What kind of severance package did CAU offer Deborah for nearly 20 years of service, and abrogating her tenure? Four weeks of pay. She could receive an additional 8 weeks of severance pay, but only if she signed a pledge to neither pursue internal grievance procedures nor file suit, nor criticize CAU in public. Furthermore, no member of her immediate family would be allowed to criticize CAU in public. Deborah chose to forgo the additional 8 weeks of severance pay.
No doubt you have many questions, if you are at all familiar with academia. Questions such as, how could CAU fire tenured faculty? What notice were faculty given? What procedures were used to determine who would be terminated? We do not have complete answers to these questions at this time. I can only provide CAU’s official communications to the CAU community and to the public.
A week before the mass terminations, the President circulated a letter (https://www.cau.edu/CMFiles/Docs/PresidentsLettertoCAUFamily.pdf) warning of declining student enrollments and adverse effects on university finances.
“Therefore, while no definitive decisions have been made, we now know that personnel reductions among CAU faculty and staff, as well as several additional cost-saving measures, will have to occur soon. All personnel decisions will honor due process rights and will be completed with the utmost care and respect afforded to the affected employees and their families.”

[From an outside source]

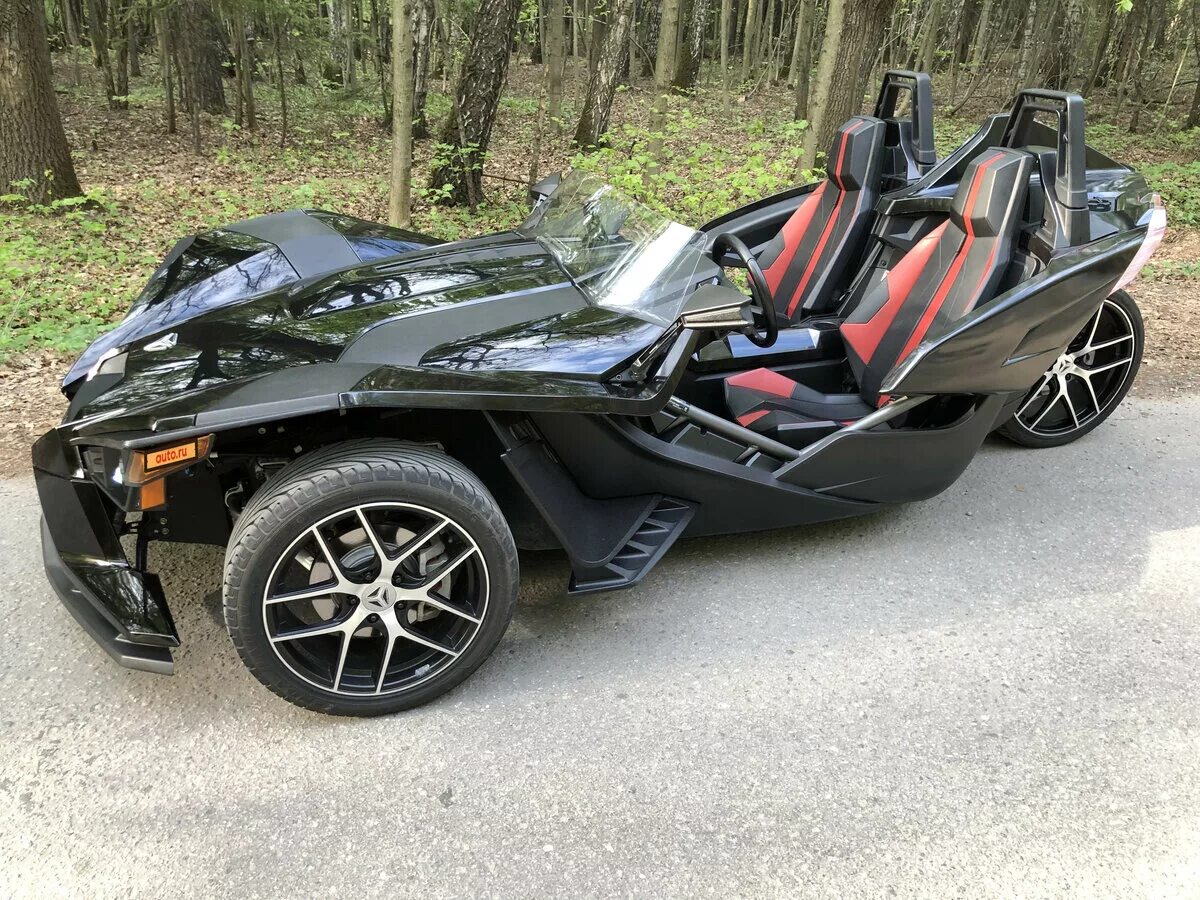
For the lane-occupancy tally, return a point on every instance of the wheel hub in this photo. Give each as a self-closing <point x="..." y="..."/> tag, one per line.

On February 5, the day before the mass terminations, CAU issued a 4-page official statement announcing the terminations (https://www.cau.edu/CMFiles/Docs/StatementOnCAURestructuring.pdf). Regarding the faculty layoffs, it said:
“Faculty and staff have been assured the workforce reduction will be conducted within University policies and procedures. All personnel decisions will be completed with care, humanity and respect.”
This statement also specifically and categorically denied that academic programs would be closed, and also denied that the university was in current financial difficulty. “CLARK ATLANTA UNIVERSITY IS NOT DECLARING FINANCIAL EXIGENCY.” (Capitalization in the original document). The significance of these statements is that closure of programs and declaration of financial exigency are the two contingencies that allow the university to terminate tenured faculty, as outlined in the CAU Faculty Handbook and by AAUP (American Association of University Professors) guidelines. However, CAU specifically denied those two conditions.
Even in cases of financial exigency, according to the CAU Faculty Handbook, tenured faculty must be given one year’s notice. Deborah and the 69 other faculty were given a few hours.
Surely Deborah had been made aware of her precarious situation through the “due process” of review with her chair? Deborah, and none of the other fired faculty, were aware of any such evaluation process. In fact, none of the departmental chairs in the College of Arts and Sciences were apparently consulted, and did not know until the fateful day, which of their faculty would be fired.
This story is ongoing, with many unresolved issues. Deborah has filed an internal grievance, and has consulted an attorney. The CAU Faculty Assembly is organizing a response to the administration, and a legal defense fund. Since all the faculty are given a contract each year specifying their salary for the academic year, with a start date and an end date, these terminations without cause raise questions of breach of contract, even for the non-tenured faculty who were terminated.
Stay tuned. All of us in academia have a stake in this. If left unchallenged, CAU’s actions threaten the whole concept of tenure, faculty rights and privileges, and the principle of faculty governance. CAU’s actions reduce the status of faculty to that of day-laborers. Should such a precedent be allowed to stand?